Second, and most important is case selection. A potential flaw with qualitative research is "looking out over the crowd and selecting friends." Choosing cases that support the thesis and ignoring those that don't. Really good qualitative research won't do this, but it's hard for the reader to know if it's really good qualitative research. Now, this isn't inherent. Why doesn't qualitative research take a random sample of cases to analyze?
Posted by: frank cross | 03 June 2006 at 12:51 PM
Frank's comment "but it is in fact subjective" about Mark's throwaway line ("Objectivity is when you have a second year grad student code opinions as legal or conservative. Making the decision for yourself on the basis on intensive textual analysis is subjective and, hence, not really scientific.") strikes me as too dismissive, and inconsistent with the last sentence of his post.

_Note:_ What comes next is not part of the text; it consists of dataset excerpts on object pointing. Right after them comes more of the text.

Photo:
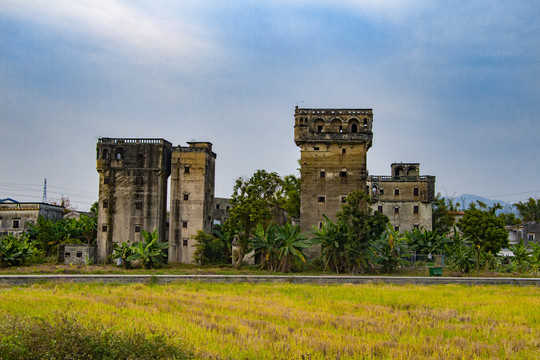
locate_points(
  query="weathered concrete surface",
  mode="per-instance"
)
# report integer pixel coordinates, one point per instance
(165, 279)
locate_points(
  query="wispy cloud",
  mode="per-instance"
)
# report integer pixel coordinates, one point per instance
(120, 27)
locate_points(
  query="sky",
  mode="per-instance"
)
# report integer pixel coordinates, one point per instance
(454, 85)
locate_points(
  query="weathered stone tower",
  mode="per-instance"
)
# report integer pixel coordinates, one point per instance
(333, 147)
(405, 197)
(192, 196)
(132, 190)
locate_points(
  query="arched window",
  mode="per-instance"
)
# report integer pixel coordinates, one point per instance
(119, 155)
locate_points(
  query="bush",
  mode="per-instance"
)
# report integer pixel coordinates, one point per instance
(64, 338)
(16, 251)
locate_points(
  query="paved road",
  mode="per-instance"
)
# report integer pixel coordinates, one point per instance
(296, 279)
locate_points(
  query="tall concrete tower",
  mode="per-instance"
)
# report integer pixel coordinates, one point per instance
(333, 151)
(133, 177)
(192, 197)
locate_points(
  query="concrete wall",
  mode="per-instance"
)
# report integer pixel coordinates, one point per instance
(192, 198)
(333, 148)
(405, 196)
(15, 218)
(133, 177)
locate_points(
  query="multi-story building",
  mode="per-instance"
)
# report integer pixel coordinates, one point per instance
(333, 150)
(133, 177)
(192, 198)
(15, 217)
(405, 197)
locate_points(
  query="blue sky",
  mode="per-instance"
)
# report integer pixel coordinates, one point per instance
(453, 85)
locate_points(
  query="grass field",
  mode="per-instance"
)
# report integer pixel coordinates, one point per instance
(286, 321)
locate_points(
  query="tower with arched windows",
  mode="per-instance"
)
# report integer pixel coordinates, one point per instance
(133, 177)
(333, 159)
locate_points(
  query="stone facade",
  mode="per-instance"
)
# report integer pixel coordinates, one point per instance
(192, 198)
(133, 177)
(405, 197)
(333, 148)
(15, 217)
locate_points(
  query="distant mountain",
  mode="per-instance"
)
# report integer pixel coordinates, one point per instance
(466, 199)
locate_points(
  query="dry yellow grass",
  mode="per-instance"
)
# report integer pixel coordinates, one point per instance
(285, 321)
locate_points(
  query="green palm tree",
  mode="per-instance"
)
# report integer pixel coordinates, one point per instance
(291, 245)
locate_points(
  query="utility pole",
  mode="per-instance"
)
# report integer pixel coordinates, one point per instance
(44, 191)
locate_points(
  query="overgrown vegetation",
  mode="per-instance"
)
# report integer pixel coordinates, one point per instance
(65, 337)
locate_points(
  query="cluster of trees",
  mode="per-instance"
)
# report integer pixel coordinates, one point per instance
(150, 252)
(41, 240)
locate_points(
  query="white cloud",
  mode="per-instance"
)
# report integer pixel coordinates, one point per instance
(121, 28)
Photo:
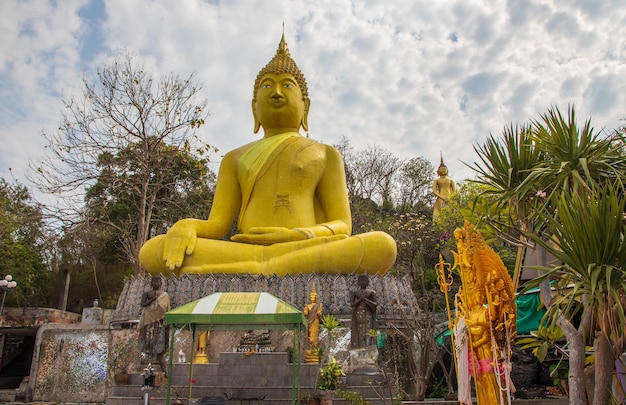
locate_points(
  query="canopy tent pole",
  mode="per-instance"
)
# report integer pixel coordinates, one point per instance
(169, 366)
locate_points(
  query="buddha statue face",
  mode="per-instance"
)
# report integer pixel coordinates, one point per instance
(280, 98)
(279, 102)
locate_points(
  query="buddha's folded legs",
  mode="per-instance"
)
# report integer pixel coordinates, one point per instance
(372, 253)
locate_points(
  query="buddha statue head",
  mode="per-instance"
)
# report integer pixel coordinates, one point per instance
(442, 170)
(280, 97)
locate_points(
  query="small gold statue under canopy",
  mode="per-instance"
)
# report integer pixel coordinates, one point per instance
(443, 188)
(485, 325)
(289, 193)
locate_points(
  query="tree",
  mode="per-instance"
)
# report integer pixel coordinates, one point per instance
(530, 171)
(415, 180)
(123, 140)
(23, 247)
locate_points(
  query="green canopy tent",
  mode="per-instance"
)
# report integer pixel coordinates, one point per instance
(237, 311)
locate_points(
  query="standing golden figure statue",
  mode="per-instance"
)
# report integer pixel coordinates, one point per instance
(201, 356)
(485, 327)
(289, 193)
(313, 313)
(443, 188)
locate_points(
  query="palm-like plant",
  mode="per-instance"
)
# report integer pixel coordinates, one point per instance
(588, 238)
(563, 163)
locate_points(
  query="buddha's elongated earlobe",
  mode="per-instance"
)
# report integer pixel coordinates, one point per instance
(257, 124)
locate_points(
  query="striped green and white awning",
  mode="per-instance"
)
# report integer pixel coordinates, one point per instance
(237, 310)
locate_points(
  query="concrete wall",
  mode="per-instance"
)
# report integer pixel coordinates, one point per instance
(72, 363)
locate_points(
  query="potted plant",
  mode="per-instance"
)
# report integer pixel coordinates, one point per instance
(328, 380)
(310, 399)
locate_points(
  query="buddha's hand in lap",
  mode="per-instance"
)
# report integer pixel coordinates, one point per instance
(180, 240)
(273, 234)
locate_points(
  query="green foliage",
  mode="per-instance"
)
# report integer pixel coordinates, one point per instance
(353, 397)
(23, 248)
(329, 375)
(587, 238)
(129, 141)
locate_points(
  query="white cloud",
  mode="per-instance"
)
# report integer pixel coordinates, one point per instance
(415, 77)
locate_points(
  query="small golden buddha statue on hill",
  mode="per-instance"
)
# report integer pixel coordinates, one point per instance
(289, 193)
(443, 188)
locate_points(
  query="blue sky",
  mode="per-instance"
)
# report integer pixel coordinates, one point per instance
(416, 77)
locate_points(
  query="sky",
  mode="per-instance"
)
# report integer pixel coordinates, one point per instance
(415, 77)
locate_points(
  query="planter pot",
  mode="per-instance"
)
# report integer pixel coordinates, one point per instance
(121, 378)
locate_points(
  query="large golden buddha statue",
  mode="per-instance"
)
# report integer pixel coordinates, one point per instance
(290, 193)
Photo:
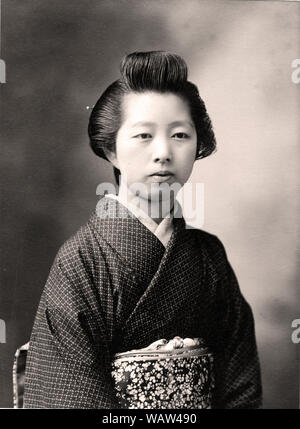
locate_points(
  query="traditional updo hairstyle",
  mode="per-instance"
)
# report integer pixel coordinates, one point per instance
(148, 71)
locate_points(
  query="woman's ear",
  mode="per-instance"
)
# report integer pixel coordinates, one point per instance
(112, 157)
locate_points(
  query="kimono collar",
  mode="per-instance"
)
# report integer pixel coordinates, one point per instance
(163, 230)
(137, 246)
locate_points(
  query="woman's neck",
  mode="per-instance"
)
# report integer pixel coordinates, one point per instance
(157, 210)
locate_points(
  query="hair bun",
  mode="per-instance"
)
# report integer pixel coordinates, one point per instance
(159, 70)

Quantitative and qualitative scholars routinely make claims about how best to characterize legal texts (or judicial votes, etc.). If either a quantitative or non-quantitative scholar (hate the word "qualitative") simply says, "hey, it's just my opinion that this is how the text should be characterized; I'm not going to try to defend it with arguments/evidence" then that position is "subjective." However, if (as always happens in empirical work) either offers arguments/evidence then the characterization can be evaluated by others and it's no longer subjective. This applies EQUALLY whether one is saying something like "Jackson's vote in Brown was inconsistent with his legal views" or something like "we code all votes in favor of regulators as 'liberal'". In BOTH cases the strength/reliability of the characterization is a function of how persuasive the inferential/interpretive justification is -- it has nothing to do with whether there is a subsequent use of counting methods.
Frank says, "if it is possible to design an accurate quantitative test, that provides a vastly stronger basis for reaching a conclusion." But in most cases, the thing that gives us confidence that a "quantitative test" is "accurate" is our evaluation of how well the investigator justifies the inferences from the proposed data. But, you see, this is precisely the same standard for evaluating the "accuracy" of a non-quantitative characterization. And so there is nothing inherently more "objective" about quantitative tests. More to the point: in both cases, the work of "accuracy" is primarily produced by the persuasiveness of one's interpretation rather than the reproducibility of one's counting.
Frank puts it well: "qualitative understanding is essential to devising an accurate quantitative test." Essential -- right.
Posted by: Howard Gillman | 03 June 2006 at 12:01 PM
I see the two as perfectly complementary. I really don't think you can develop helpful theories about the law without doing the "watching" and qualitative analysis. I have seen too many economists try to impose models on the law that are extremely ill-fitting.
On the other hand, I feel very insecure about conclusions based on just qualitative claims. Mark Graber's article has a throwaway line dismissing those who criticize researcher case analysis as subjective. But it is in fact subjective. If it is possible to design an accurate quantitative test, that provides a vastly stronger basis for reaching a conclusion. But of course the qualitative understanding is essential to devising an accurate quantitative test.